According to the initiative, backed by Prime Minister Benjamin Netanyahu, activities marking the "catastrophe" of Israel's establishment will not be banned, but institutions encouraging such activities will not receive government funding.

So if you want to publicly mourn the founding of the Israeli state in Israel the worst which will happen is that your ‘ceremonies’ will no longer be subsidized on the Israeli taxpayer’s shekel which seems an entirely reasonable position to me.

Second, the so-called ‘Loyalty Oath’. Ynet News:

The Ministerial Committee on Legislation rejected Yisrael Beiteinu's loyalty bill Sunday, entering a majority vote against it. The loyalty bill was meant to be an amendment to Israel's Citizenship Act, and stated that anyone seeking an Israeli citizenship would have to pledge their allegiance to the State of Israel as the homeland of the Jewish people.

Other sections of the amendment demanded the pledge be a prerequisite to getting an Israeli ID and that the interior minister would have the power to revoke the citizenship of those failing to comply.
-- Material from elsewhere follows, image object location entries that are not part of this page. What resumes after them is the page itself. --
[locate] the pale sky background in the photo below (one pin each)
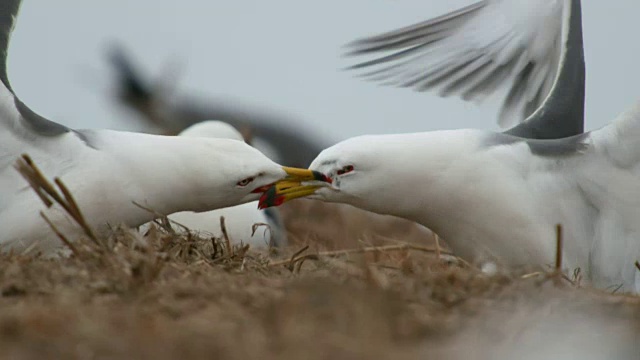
(280, 53)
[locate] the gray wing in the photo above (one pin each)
(486, 48)
(15, 115)
(294, 145)
(562, 112)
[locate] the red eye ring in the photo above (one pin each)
(344, 170)
(245, 182)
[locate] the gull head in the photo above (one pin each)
(349, 172)
(231, 172)
(387, 174)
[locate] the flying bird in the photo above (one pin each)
(107, 171)
(529, 51)
(272, 132)
(495, 197)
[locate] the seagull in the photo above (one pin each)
(272, 132)
(497, 198)
(530, 50)
(110, 172)
(240, 219)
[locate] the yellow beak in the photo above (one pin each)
(291, 187)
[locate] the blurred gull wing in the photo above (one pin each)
(294, 145)
(530, 48)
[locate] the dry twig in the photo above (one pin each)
(49, 195)
(289, 263)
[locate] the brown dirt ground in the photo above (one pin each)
(164, 296)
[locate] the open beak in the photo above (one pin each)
(292, 187)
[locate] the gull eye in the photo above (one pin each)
(245, 182)
(344, 170)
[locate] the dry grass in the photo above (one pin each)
(356, 291)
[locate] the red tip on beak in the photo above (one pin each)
(262, 189)
(270, 198)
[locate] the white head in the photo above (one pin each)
(378, 172)
(212, 129)
(229, 172)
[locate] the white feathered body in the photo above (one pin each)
(497, 198)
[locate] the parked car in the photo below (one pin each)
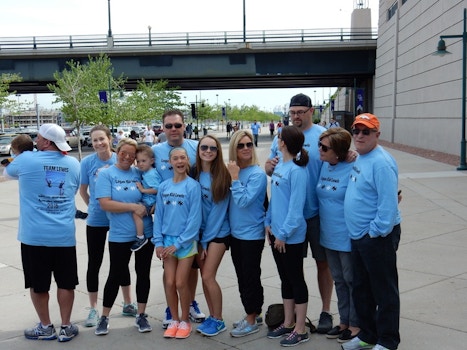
(5, 143)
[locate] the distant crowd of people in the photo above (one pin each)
(182, 201)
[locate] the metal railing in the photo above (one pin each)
(187, 39)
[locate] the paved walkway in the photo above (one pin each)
(432, 270)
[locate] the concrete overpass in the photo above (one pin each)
(202, 61)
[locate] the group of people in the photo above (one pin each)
(341, 203)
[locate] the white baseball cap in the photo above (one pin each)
(56, 134)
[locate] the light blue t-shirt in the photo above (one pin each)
(48, 182)
(215, 222)
(120, 185)
(314, 166)
(246, 211)
(371, 204)
(285, 211)
(161, 155)
(151, 179)
(331, 188)
(90, 167)
(178, 212)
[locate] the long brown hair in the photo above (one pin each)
(220, 176)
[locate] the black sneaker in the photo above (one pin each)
(102, 326)
(325, 323)
(334, 333)
(67, 333)
(346, 336)
(294, 339)
(142, 323)
(280, 332)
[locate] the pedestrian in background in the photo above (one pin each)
(48, 183)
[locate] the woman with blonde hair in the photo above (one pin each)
(246, 215)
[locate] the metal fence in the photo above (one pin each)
(187, 39)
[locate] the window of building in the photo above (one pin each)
(392, 10)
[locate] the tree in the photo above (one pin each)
(150, 99)
(77, 88)
(5, 80)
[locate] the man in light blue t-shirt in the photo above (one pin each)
(48, 182)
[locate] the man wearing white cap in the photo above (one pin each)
(48, 182)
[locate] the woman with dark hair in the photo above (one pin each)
(285, 228)
(215, 180)
(246, 216)
(97, 223)
(333, 146)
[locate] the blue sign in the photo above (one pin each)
(103, 96)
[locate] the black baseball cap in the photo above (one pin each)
(300, 100)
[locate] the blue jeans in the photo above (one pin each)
(376, 288)
(340, 264)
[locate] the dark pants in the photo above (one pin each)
(376, 288)
(246, 257)
(290, 269)
(95, 237)
(119, 273)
The bill was opposed by the Likud, Labor, Shas and Habayit Hayehudi members on the committee, with only Yisrael Beiteinu members voting in favor. "I hope these kinds of motions will never be heard in the government again," Minister of Minority Affairs Avishay Braverman, who voted against the amendment, said Sunday.

So the proposed legislation was put to a vote and shot down in the cabinet meeting, consequently, the government will not be sponsoring or proposing this piece of legislation in the Israel Knesset which sounds entirely democratic to me although I wait with baited breath Stageleft’s explanation as to this doesn’t mean the bar for democratic process.

One of the Israeli gems of a writer I read regularly is Yaacov Lozowick’s Ruminations. I see I don’t have him in my sidebar (note to self, add YLR) but he is a regular read in my feeder for some time. Yaacov Lozowick explains the legislative map any proposed bill must travel through to become law in Israel. It is well worth the few minutes of anyone’s time but it is his ruminations at the end which I want to highlight.
All of which leaves the question, why try in the first place if everyone knows it won't happen? Why give the Guardian and the Juan Coles of this world unnecessary grist for their mills? A fine subject for a different post, someday. Though I will note that no matter how childish the politicians-media-NGO activists are, the foreign reporters who eagerly take only part of the story and use it to damn Israel shouldn't be exonerated. They could tell the same story I've just told you, but scrupulously won't, ever.

And oddly enough, progressive bloggers won’t tell it either.